Describe how the t-distribution is used in the context of confidence intervals for home costs and women's heights.
The t-distribution is used to construct confidence intervals for the mean of a population when the population standard deviation is unknown and the sample size is small. For example, in the case of home costs, a random sample of home prices is taken, and the sample mean and sample standard deviation are calculated. The t-distribution is then used to determine the appropriate margin of error, which is added and subtracted from the sample mean to create a confidence interval for the true population mean of home costs. Similarly, the t-distribution is used to construct confidence intervals for the mean height of women, where a random sample of women's heights is taken, and the t-distribution is used to account for the unknown population standard deviation.
Explain how the t-distribution is used in the context of hypothesis testing, including the concepts of null and alternative hypotheses, and the distribution needed for testing.

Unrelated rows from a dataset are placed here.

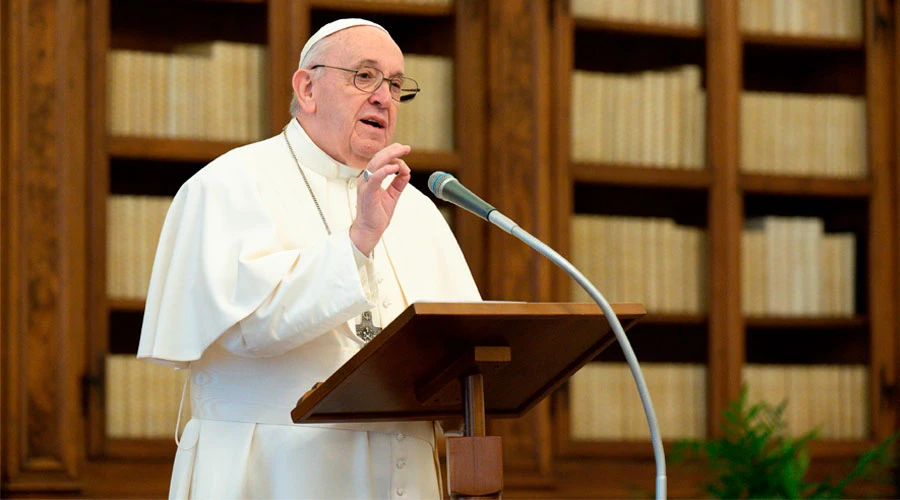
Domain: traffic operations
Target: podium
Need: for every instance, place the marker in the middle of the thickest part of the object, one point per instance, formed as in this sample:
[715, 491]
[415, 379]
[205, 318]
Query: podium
[475, 359]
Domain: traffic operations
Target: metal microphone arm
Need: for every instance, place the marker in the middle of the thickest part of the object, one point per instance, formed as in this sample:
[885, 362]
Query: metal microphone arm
[505, 223]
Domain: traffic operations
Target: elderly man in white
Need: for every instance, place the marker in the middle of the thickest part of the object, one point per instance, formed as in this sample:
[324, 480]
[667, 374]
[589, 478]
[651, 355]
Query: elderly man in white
[277, 262]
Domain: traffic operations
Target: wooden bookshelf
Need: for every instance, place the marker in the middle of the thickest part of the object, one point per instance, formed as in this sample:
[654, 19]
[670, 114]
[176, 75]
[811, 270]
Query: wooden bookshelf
[512, 126]
[724, 339]
[131, 162]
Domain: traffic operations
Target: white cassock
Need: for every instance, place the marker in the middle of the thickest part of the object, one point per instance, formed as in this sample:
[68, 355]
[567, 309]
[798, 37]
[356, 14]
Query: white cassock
[251, 294]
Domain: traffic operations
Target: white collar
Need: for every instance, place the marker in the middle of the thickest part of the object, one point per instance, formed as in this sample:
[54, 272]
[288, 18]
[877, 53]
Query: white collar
[312, 157]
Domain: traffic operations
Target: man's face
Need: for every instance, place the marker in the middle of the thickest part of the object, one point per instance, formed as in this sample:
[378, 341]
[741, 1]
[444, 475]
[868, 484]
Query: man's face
[353, 125]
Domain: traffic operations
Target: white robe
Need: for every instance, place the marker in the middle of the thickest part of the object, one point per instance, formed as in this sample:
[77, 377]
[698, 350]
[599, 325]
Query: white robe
[250, 292]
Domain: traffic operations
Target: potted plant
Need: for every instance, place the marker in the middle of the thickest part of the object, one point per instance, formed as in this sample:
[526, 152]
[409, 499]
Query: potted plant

The t-distribution is a key component of hypothesis testing, particularly when the population standard deviation is unknown and the sample size is small. In this context, the t-distribution is used to determine the appropriate test statistic and critical values for evaluating the null and alternative hypotheses. The null hypothesis typically states that the population mean is equal to a specified value, while the alternative hypothesis states that the population mean is different from the specified value. The test statistic, which follows a t-distribution, is calculated using the sample mean, sample size, and sample standard deviation. This test statistic is then compared to critical values from the t-distribution to determine whether the null hypothesis should be rejected in favor of the alternative hypothesis, based on the chosen significance level.
The number of values in the final calculation of a statistic that are free to vary. In the context of the t-distribution, the degrees of freedom are equal to the sample size minus 1.
A range of values, calculated from a sample, that is likely to contain an unknown population parameter, such as the mean, with a specified level of confidence.